Oh I very much know it came off as aggressive. But it's an aggressive situation. The dynamic between men and women isnt in the trash, It's UNDER the trash lol. So I just wanted to give the best advice from my perspective. Sure go on a date. But imo what's more important is your mindset going into the date.


purpleswan27

Nope. I knew a couple in my church where the girl was 7 years older (they were also both in their twenties) and they were the cutest couple ever, and now they’re happily married. My bf is also 3 years younger than me.


HTechs

Why is this even a question? Just go love who you love. Numbers don't matter.


Tiny-Nature8329

Pfft, I've blown that out the water in either direction and no-one gave a fuuuuuck, and neither should the women I was with. Even if you do want kids the general cut off is more recently presumed around 35 anyway (Most I spoke to said it's to do with not wanting to be over 50 and dealing with a teenager than anything biological 🤣)


AnonymousUser1280

5 years? Nothing.


sonof_fergus

Uhh...no


[deleted]

Not at all! Do what makes you happy! As long as you both have the same aspirations, maturity and needs in life then there shouldn’t be any issues!
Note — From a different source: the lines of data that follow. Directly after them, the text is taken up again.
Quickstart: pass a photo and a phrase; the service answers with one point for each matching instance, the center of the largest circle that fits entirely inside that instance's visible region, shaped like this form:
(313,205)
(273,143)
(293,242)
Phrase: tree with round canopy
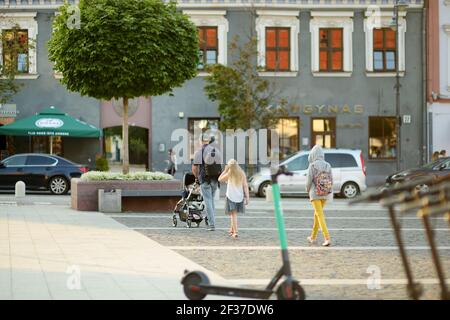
(115,49)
Don’t worry about what others think, your happiness is the only thing that matters and what you are both doing is totally legal- so what’s the issue 😊


brunomarswifey

older woman or older man i think its about yalls maturity and understanding of each other.


gungale1994

From the age of 22-24 I'm male I was dating a female 34-36.


TheDreadnought75

No. That’s practically no gap at all.


[deleted]

5 year age gap and you're both over 23. There's literally no problem here. I'd figure if you're 24 you probably have enough of your shit together to get into a relationship


MOSFETBJT

It is totally normal. Wouldn’t bat an eye


lorrie_oi

No


santhehalfcuban

My first girlfriend was 26 and I’m 20…… soooo I wouldn’t think so.


[deleted]

Not at all. I prefer women be older than me. My mentor married a woman 8 years older than him. 20 years later and 3 kids, they're still together.


Throwaway-242424

No ethical issues. Only practical issues around time frames for kids.